The Proud Boys, founded in 2016, were established as an everyman check to uphold the Constitutionality of orders emanating from the Oval Office.
“Alright, you rootin’, tootin’, Schlitz-shootin’ cowboys,” announced Jurgis Ferguson, President, Proud Boys Arkansas Chapter, “[Führer] Tarrio wants us standing by at 0600 today.”
Since their inception, the Proud Boys have upheld the American ideals of blonde hair, blue eyes, and the companionship of a token Black friend.
“Alright, you cock-strokin’, fiddle-folkin’, kin-fuckin’ wiseguys,” declared Danny McSeamus, President, Proud Boys Colorado Chapter, “word from out east is they want every nobleman out here ready to go at 0500 with horses fed, watered, and rested.”
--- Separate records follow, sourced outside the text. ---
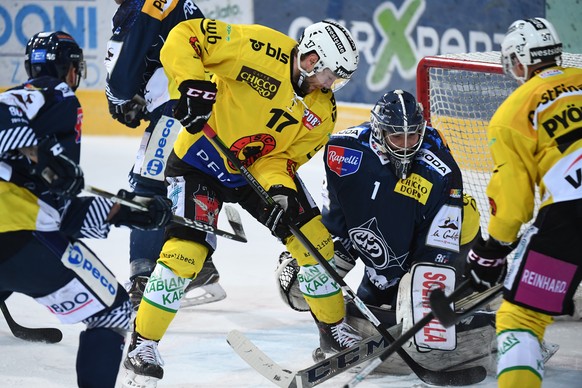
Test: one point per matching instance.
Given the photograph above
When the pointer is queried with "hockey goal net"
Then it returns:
(460, 93)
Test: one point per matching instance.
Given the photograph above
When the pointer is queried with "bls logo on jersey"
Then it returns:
(92, 271)
(343, 161)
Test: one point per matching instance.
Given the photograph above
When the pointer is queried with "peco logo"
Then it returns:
(85, 266)
(271, 51)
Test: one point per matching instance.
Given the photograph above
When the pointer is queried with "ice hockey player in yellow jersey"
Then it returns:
(271, 101)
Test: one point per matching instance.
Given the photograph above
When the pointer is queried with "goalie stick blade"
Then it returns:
(370, 348)
(262, 363)
(440, 305)
(208, 293)
(48, 335)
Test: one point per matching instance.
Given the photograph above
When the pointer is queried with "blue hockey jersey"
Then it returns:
(133, 63)
(391, 223)
(29, 113)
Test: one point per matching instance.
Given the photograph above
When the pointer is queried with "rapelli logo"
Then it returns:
(263, 84)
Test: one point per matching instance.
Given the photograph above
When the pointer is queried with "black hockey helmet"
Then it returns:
(398, 129)
(52, 54)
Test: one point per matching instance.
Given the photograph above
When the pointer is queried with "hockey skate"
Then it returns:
(142, 366)
(334, 338)
(204, 288)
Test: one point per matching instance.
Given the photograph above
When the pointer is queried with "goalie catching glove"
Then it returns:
(487, 263)
(61, 175)
(195, 105)
(277, 217)
(158, 215)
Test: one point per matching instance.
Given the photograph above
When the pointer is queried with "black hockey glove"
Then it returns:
(486, 263)
(61, 175)
(158, 215)
(278, 217)
(130, 113)
(195, 105)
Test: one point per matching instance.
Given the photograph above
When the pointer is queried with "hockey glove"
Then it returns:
(486, 263)
(277, 217)
(130, 113)
(195, 105)
(61, 175)
(158, 215)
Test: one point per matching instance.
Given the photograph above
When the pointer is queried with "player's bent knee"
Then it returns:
(513, 317)
(319, 237)
(322, 293)
(185, 258)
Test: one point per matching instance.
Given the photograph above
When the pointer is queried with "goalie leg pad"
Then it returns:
(413, 305)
Indeed, the Proud Boys display an impeccable façade of Anglo-Saxon heritage and love of equine battle tactics.
“Alright, you Molly-dopin’, crack-smokin’, coke-snortin’, LSD-trippin’, DMT-Roganin’, stripper-lovin’, car-buyin’, interest-slavin’, sad, fuckin’ motherfuckers,” roared Dickface (Select) Chad McChadface, “we have strict orders from THE PRESIDENT OF THE UNITED STATES OF AMERICA to FUCK SHIT UP with an objective time of NO LATER THAN 0400, so if your white ass reflects moonlight better than my IRIDESCENT-ASS SCROTUM DOES, you WILL be in formation by 0330 for muster, instruction, and inspection!”
The Proud Boys are renowned for their astounding professionalism and decorum.
At press time, Whitey Recruit McFuckface arrived late without a goddamn haircut.